Data Transfer

We describe some typical tools to transfer small to large amounts of data from one host to another.

Small transfers

SMB / sFTP / FileZilla / CyberDuck

  • User-friendly graphical interface instead of command line
  • Cross-platform

The easiest solution is to mount the groupshare on one computer and manually copy the files with drag-n-drop.
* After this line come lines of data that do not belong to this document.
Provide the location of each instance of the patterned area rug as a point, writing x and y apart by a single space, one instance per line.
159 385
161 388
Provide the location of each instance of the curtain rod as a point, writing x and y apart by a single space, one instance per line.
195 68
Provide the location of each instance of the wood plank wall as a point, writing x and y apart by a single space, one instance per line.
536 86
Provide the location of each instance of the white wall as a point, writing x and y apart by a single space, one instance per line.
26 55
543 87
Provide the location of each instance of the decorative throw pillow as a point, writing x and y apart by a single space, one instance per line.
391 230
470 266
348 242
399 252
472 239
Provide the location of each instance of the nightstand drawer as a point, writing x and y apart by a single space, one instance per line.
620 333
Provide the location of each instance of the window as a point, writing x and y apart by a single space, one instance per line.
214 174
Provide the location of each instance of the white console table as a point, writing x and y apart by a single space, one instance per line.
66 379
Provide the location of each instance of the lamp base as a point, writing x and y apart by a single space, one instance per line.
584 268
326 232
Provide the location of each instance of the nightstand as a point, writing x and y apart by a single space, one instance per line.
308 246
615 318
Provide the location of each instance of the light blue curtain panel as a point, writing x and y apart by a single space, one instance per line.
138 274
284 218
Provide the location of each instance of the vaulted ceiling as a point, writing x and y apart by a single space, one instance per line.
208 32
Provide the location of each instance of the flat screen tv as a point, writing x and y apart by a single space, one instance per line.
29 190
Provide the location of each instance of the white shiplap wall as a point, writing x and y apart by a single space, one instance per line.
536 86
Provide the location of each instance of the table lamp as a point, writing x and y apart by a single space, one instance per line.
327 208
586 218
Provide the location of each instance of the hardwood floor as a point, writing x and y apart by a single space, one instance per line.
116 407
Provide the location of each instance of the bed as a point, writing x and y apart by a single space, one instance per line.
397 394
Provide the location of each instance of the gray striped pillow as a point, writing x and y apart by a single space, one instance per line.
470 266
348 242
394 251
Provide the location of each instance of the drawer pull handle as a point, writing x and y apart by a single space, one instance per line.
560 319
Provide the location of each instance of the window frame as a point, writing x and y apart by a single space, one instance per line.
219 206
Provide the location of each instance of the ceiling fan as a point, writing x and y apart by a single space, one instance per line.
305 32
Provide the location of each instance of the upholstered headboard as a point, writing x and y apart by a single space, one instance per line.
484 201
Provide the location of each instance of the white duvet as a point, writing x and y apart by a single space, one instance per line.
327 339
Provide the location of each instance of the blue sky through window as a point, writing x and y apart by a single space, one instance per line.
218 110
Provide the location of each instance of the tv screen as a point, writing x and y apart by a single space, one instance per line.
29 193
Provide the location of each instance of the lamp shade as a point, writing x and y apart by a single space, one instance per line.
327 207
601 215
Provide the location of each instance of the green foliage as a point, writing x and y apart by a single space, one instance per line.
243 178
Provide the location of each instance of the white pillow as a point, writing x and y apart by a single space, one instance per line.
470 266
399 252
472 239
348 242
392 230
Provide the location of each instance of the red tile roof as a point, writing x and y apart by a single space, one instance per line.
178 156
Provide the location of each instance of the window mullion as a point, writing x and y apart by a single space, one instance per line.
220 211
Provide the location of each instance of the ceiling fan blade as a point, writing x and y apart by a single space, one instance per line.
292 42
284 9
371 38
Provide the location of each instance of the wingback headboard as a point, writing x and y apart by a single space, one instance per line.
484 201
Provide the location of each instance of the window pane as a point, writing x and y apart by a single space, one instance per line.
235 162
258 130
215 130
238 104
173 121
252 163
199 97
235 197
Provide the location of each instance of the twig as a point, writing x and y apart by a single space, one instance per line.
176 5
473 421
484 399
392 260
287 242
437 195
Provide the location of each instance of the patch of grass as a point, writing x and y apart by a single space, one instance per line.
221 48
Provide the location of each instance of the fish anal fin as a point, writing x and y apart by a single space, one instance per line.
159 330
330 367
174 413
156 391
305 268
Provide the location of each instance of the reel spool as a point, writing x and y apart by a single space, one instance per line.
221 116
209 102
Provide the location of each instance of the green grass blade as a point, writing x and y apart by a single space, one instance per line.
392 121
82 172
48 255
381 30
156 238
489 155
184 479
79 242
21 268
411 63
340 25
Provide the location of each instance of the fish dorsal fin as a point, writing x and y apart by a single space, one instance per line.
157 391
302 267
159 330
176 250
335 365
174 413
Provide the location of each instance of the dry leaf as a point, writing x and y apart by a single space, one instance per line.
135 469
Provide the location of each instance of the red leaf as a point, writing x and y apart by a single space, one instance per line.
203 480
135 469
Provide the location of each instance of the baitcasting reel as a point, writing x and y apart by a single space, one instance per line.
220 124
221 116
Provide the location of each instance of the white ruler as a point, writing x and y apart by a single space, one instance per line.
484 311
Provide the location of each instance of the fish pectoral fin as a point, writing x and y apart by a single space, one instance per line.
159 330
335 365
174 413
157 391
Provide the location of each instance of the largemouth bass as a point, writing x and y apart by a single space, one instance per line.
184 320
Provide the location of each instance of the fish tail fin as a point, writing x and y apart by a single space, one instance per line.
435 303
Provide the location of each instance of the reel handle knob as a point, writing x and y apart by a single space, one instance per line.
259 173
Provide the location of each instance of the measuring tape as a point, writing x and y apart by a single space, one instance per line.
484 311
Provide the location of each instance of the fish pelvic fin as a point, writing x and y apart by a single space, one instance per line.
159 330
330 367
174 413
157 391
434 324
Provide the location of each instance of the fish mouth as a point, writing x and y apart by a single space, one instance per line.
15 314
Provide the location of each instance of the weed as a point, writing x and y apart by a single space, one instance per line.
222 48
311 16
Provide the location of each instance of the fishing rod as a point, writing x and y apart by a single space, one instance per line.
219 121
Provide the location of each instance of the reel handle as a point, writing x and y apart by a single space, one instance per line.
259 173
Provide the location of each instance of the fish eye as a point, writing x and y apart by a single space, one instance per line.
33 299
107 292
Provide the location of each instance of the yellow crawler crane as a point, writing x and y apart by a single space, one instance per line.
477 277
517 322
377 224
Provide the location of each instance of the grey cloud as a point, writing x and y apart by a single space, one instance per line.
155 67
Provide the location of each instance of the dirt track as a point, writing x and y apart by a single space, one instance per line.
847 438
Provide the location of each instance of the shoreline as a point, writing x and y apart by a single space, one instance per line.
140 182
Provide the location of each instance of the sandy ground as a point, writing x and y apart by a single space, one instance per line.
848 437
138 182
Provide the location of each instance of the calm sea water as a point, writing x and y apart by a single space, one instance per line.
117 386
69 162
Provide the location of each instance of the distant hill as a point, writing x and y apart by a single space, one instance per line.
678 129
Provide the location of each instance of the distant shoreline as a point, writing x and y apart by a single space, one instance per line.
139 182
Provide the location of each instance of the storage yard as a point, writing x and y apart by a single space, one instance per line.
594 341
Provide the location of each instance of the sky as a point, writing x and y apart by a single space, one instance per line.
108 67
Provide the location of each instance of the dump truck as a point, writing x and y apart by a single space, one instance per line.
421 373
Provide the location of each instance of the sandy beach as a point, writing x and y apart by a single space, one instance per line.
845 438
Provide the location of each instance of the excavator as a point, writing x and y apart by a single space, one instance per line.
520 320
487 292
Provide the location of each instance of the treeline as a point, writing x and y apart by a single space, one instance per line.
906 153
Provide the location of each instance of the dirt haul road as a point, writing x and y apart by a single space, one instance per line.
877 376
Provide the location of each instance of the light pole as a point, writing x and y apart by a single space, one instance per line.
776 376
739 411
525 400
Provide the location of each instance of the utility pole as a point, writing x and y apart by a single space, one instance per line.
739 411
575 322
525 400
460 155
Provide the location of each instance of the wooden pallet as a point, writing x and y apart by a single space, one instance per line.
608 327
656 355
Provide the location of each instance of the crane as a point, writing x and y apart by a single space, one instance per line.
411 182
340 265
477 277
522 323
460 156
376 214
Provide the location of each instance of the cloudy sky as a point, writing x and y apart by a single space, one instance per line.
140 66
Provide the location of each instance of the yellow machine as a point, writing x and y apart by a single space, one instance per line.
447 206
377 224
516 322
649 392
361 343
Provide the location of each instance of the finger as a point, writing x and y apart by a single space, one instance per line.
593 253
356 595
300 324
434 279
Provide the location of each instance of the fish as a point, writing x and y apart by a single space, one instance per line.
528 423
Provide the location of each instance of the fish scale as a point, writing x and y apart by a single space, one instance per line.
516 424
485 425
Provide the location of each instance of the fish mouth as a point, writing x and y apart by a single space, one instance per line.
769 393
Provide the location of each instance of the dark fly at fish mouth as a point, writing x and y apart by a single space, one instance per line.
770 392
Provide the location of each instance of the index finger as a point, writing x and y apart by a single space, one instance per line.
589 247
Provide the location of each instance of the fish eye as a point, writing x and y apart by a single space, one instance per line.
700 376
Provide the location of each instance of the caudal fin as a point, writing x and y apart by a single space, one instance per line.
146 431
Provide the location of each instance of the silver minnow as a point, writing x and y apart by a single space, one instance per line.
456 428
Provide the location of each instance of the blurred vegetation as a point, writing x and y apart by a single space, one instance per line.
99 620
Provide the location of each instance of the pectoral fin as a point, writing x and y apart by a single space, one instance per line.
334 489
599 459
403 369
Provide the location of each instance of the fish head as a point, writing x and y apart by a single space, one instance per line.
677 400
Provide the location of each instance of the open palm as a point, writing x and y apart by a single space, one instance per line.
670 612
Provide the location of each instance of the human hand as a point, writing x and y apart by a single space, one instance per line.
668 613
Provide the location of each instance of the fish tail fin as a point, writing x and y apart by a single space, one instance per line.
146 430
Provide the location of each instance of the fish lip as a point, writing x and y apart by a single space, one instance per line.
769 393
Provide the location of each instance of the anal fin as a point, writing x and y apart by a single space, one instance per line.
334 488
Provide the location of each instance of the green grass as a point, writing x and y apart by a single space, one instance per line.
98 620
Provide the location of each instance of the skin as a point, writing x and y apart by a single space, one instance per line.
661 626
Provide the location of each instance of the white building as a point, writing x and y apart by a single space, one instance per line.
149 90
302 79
This is only recommended for transfers of up to several gigabytes.

rsync

  • Best all-rounder solution that works for small and large transfers.
  • Scans files in target location, only copies what is not yet present.
  • Allows to resume transfer after interruption, without having to re-copy all files.

Typical usage:

rsync -avP /path/to/local/folder/ dphysuser@login.phys.ethz.ch:/home/groupname/subfolder/

See man rsync for a full documentation of all available options.

Large transfers

Globus Online & GridFTP

  • Best solution to transfer several terabytes of data
  • Uses the high-performance data transfer protocol GridFTP
  • May not be supported by all universities.
    • CSCS support command line (GridFTP with SSH authentication)
    • CSCS support Globus.org, Endpoint: CSCS Globus Online Endpoint

via Globus web interface

  • Open a Browser and go to Globus.org
  • It is possible to login with your n.ethz account credentials
    • Select ETHZ - ETH Zurich
  • or create an globus.org account
  • Select File Transfer
  • Use our endpoint
    • D-PHYS ETH Zurich

via command line

Usage of globus-url-copy to copy data from CSCS to D-PHYS:

ssh <cscsuser>@ela.cscs.ch

globus-url-copy -rst -cd -r -p 4 -cc 4 \
  sshftp://<cscsuser>@gridftp.cscs.ch/path/to/folder/ \
  sshftp://<dphysuser>@login.phys.ethz.ch/home/<groupshare>/path/to/subfolder/

Further reading: Documentation by CSCS, Parameter descriptions

multirsync

  • GitHub
  • Spawns multiple rsync processes (one for each subfolder) for faster transfers
  • Speedup depends on folder structure